To support this theory, I found that the nominal start and end times of TimeSlice 80 for run 24491 in the TPStream file were: 12:02:14 and 12:02:14 local time.

whereas the error message about the problematic TP for this TimeSlice was emitted at 11:02:29 UTC, some 15 seconds later

2024-Mar-11 11:02:29,716 ERROR [void dunedaq::dfmodules::TPStreamWriter::do_work(std::atomic<bool>&) at /tmp/root/spack-stage/spack-stage-dfmodules-v2.13.0-kwalxqo6zzx622yjpvwxldsqeqhwld35/spack-src/plugins/TPStreamWriter.cpp:216] A problem was encountered when writing TimeSlice number 80 in run 24491 DAQModule: tpswriter

We could look into increasing the time interval that the TPWriter uses to accumulate TPs before writing them out...

wesketchum commented 7 months ago

Thanks @bieryAtFnal for looking at this. If I understand the code, it's in part a consequence that the TPSet generation is entirely data-driven, and so there's no mechanism for 'closing' a TPSet until it gets a new TP that is outside the TP accumulation time window.

Unless we make significant changes to that design, I don't think there's much of a way to change this.
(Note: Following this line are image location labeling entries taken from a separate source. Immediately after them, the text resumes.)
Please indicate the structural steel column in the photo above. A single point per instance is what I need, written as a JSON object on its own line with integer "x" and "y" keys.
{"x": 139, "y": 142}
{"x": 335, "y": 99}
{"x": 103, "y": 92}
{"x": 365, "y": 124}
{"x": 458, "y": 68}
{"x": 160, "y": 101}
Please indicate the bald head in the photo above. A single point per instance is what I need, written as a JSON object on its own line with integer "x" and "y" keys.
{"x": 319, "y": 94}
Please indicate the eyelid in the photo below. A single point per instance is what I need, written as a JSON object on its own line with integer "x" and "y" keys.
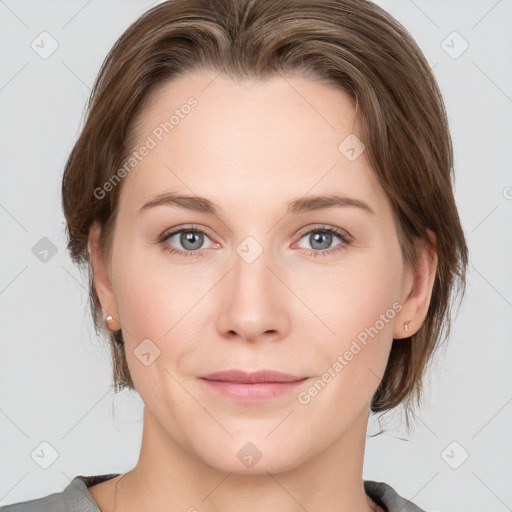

We are unlikely to be able to increase the accumulation window that can handle low rates without adversely affecting the collection/performance. So the error on the tpwriter will remain, and I think it should somehow be handled?

wesketchum commented 7 months ago

Tested today with. Still seeing some errors:

Unable to create the dataset "TR_Builder_0x00000001_TimeSliceHeader": (Links) Object already exists

which are ers::StdIssue, though the other errors directly from dfmodules/tpwriter are now warnings and look good.